The second approach to functional assessment of the HPRT1 gene variants involved growth in medium supplemented with 6-thioguanine (6TG), an inert prodrug that is phosphoribosylated into a toxic nucleotide by HGprt93. Normal cells expressing HGprt die after 1–2 days of exposure, while HGprt-deficient cells grow normally. For each iPSC line, 50,000 cells were plated in 24-well plates in mTeSR1 media (Stemcell Technologies), with or without 30 µM 6TG (Sigma A-4660). Medium was replaced every other day. Cells survival was assessed on days 2, 4, and 6.
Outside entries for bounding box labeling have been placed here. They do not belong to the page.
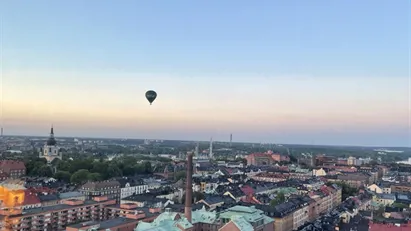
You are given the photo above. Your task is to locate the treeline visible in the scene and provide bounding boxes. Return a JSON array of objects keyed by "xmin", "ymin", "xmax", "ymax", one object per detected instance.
[{"xmin": 24, "ymin": 156, "xmax": 164, "ymax": 184}]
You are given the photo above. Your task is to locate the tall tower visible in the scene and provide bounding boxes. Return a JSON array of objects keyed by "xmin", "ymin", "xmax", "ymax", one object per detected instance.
[
  {"xmin": 208, "ymin": 137, "xmax": 213, "ymax": 159},
  {"xmin": 184, "ymin": 153, "xmax": 193, "ymax": 223},
  {"xmin": 194, "ymin": 142, "xmax": 200, "ymax": 158},
  {"xmin": 39, "ymin": 126, "xmax": 62, "ymax": 163}
]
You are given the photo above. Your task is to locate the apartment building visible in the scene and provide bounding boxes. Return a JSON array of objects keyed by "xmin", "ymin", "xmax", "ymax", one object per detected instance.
[
  {"xmin": 0, "ymin": 160, "xmax": 26, "ymax": 179},
  {"xmin": 80, "ymin": 180, "xmax": 120, "ymax": 203},
  {"xmin": 391, "ymin": 183, "xmax": 411, "ymax": 193},
  {"xmin": 0, "ymin": 197, "xmax": 116, "ymax": 231},
  {"xmin": 117, "ymin": 178, "xmax": 148, "ymax": 199}
]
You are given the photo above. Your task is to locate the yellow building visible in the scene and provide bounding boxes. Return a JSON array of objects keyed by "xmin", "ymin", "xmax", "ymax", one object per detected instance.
[{"xmin": 0, "ymin": 180, "xmax": 26, "ymax": 208}]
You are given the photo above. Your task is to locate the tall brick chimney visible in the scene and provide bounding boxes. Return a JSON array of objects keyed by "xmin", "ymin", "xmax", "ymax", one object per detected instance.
[{"xmin": 184, "ymin": 153, "xmax": 193, "ymax": 223}]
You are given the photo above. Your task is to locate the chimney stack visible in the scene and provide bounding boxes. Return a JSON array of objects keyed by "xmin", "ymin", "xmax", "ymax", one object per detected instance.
[{"xmin": 184, "ymin": 153, "xmax": 193, "ymax": 223}]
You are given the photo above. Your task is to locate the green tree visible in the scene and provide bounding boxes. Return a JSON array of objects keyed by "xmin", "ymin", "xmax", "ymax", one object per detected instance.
[
  {"xmin": 392, "ymin": 203, "xmax": 409, "ymax": 209},
  {"xmin": 53, "ymin": 171, "xmax": 71, "ymax": 183},
  {"xmin": 270, "ymin": 192, "xmax": 285, "ymax": 206},
  {"xmin": 70, "ymin": 169, "xmax": 90, "ymax": 184}
]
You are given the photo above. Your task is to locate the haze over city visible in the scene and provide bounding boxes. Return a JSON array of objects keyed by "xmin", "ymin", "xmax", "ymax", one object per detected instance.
[{"xmin": 1, "ymin": 0, "xmax": 411, "ymax": 146}]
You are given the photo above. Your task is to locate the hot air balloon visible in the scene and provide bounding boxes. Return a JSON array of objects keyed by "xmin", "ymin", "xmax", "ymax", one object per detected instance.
[{"xmin": 146, "ymin": 90, "xmax": 157, "ymax": 105}]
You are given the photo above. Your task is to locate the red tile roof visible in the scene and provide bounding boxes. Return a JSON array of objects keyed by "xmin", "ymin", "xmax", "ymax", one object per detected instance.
[
  {"xmin": 23, "ymin": 190, "xmax": 41, "ymax": 205},
  {"xmin": 369, "ymin": 222, "xmax": 411, "ymax": 231},
  {"xmin": 0, "ymin": 160, "xmax": 26, "ymax": 173}
]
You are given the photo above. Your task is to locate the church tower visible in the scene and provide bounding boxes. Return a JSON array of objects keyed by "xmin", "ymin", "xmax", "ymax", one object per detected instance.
[{"xmin": 39, "ymin": 126, "xmax": 62, "ymax": 163}]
The third approach for functional assessment involved measuring intracellular purine levels and purine waste products released into the tissue culture medium. Cultures were grown to 80% confluency in triplicate samples (at least 1 million cells per sample). To measure purines released into culture medium, fresh medium was replaced 24 h before collecting a 450 µL aliquot of the culture medium, and mixed with 50 µL of 1 M perchloric acid and stored at − 80 °C. To measure intracellular purines, the cells were removed with Accutase and pelleted at 500×g for 5 min. Purines were measured by high performance liquid chromatography with photodiode array ultraviolet detection (HPLC–UV) as previously described3,19,42. This method resolves and quantifies the most abundant biologically relevant purines including ATP, ADP, AMP, adenosine, adenine, GTP, GDP, GMP, guanosine, guanine, hypoxanthine, inosine, xanthine and uric acid17,42. Purine analytes were normalized to total protein with the Pierce BCA kit (Thermo Fisher Scientific, Rockford, IL).